Minggu
19 Juli 2026 | 8 : 04

DPD PDIP Perjuangan Jawa Timur

Natasha Devianti Dorong Pemkab Bojonegoro Prioritaskan Penanganan Stunting

IMG-20211027-WA0025_copy_900x507

BOJONEGORO – Anggota Komisi C DPRD Bojonegoro Natasha Devianti mendorong pemerintah setempat untuk serius dalam menangani kasus stunting.

Pasalnya, kasus balita lambat tumbuh atau kerdil tersebut, masih menjadi persoalan serius yang belum tuntas. 

“Bojonegoro masih punya pekerjaan rumah dalam menuntaskan persoalan stunting,” ucap Natasha Devianti dalam acara Diskusi Terfokus Posyandu Remaja di Balai Desa Kauman, Kecamatan Bojonegoro, Rabu (27/10/2021).

Menurutnya, Komisi C  menaruh perhatian serius terhadap masalah kesehatan, khususnya stunting. Masalah stunting, kata dia, harus menjadi program prioritas di Kabupaten Bojonegoro.

Sebab, kata Natasha, “Masa depan Bojonegoro ditentukan oleh generasi anak-anak kita”.

Wakil rakyat dari PDI Perjuangan ini menyatakan, persoalan-persoalan perempuan, remaja, dan kesehatan menjadi fokus perhatiannya.

Perempuan yang juga offroader ini menyampaikan komitmennya untuk terus mengawal program pemerintah dalam menuntaskan persoalan-persoalan masyarakat di Kabupaten Bojonegoro.

“Saya akan terus bersama masyarakat, mendorong pemerintah untuk serius dalam menyelesaikan masalah-masalah kesehatan dan perempuan di Kabupaten Bojonegoro,” tegas Sasha, sapaan akrab Natasha Devianti.
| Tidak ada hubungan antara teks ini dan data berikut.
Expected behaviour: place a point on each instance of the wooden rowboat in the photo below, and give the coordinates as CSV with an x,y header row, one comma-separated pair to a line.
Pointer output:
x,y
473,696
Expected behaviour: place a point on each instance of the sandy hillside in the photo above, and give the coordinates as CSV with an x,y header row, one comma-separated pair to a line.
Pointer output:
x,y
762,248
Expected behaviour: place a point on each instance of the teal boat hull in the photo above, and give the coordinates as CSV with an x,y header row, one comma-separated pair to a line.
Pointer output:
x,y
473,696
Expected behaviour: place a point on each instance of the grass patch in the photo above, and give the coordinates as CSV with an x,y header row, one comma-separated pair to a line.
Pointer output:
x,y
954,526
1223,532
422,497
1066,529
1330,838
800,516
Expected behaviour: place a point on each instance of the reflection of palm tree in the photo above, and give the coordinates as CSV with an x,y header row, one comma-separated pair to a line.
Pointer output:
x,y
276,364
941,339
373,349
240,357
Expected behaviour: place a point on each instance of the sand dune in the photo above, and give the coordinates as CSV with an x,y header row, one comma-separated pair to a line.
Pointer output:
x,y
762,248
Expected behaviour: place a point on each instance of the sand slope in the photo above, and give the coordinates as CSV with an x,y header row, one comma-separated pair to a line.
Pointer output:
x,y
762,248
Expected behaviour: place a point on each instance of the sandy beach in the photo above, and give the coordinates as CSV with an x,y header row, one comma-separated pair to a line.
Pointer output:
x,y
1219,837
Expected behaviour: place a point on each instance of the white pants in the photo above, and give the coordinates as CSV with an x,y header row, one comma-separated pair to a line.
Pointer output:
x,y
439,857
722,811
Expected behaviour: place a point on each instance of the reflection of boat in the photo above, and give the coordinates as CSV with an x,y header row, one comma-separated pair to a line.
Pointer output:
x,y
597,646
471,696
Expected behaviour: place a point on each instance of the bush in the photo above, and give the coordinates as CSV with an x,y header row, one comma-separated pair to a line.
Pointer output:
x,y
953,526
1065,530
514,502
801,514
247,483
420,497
Sasha mengapresiasi diskusi maupun Program Penanggulangan Stunting melalui Posyandu Remaja yang diselenggarakan ExxonMobil Cepu Limited (EMCL) dan PC Fatayat NU Bojonegoro tersebut. Bagi dia, dukungan yang diberikan unsur masyarakat sangat penting dalam mewujudkan tujuan bersama.

“Kami mendukung penuh upaya-upaya yang dilakukan EMCL dan Fatayat. Saya rasa, Pemerintah sangat terbantu,” ucapnya.

Untuk diketahui, EMCL bersama Fatayat sudah melaksanakan Program Pencegahan Stunting sejak tahun 2020. Beberapa kali Fatayat melakukan audiensi dan diskusi dengan Komisi C DPRD Bojonegoro untuk menghasilkan program yang relevan dengan kebutuhan masyarakat.

Tahun ini EMCL kembali menggandeng PC Fatayat NU Bojonegoro untuk melaksanakan program pencegahan stunting melalui pemberdayaan Posyandu Remaja. Program dilaksanakan di Desa Kauman Kecamatan Kota Bojonegoro dan Desa Panjunan Kecamatan Kalitidu.

Sebelumnya, Fatayat melakukan penelitian yang menghasilkan formula panduan (modul) penanganan stunting di Kabupaten Bojonegoro. Fatayat juga mendorong Pemerintah Kabupaten Bojonegoro untuk membuat regulasi khusus untuk prosedur penanganan stunting sejak dari level Posyandu.

“Kita akan kawal itu hingga tuntas,” pungkas Sasha. (jen/hs).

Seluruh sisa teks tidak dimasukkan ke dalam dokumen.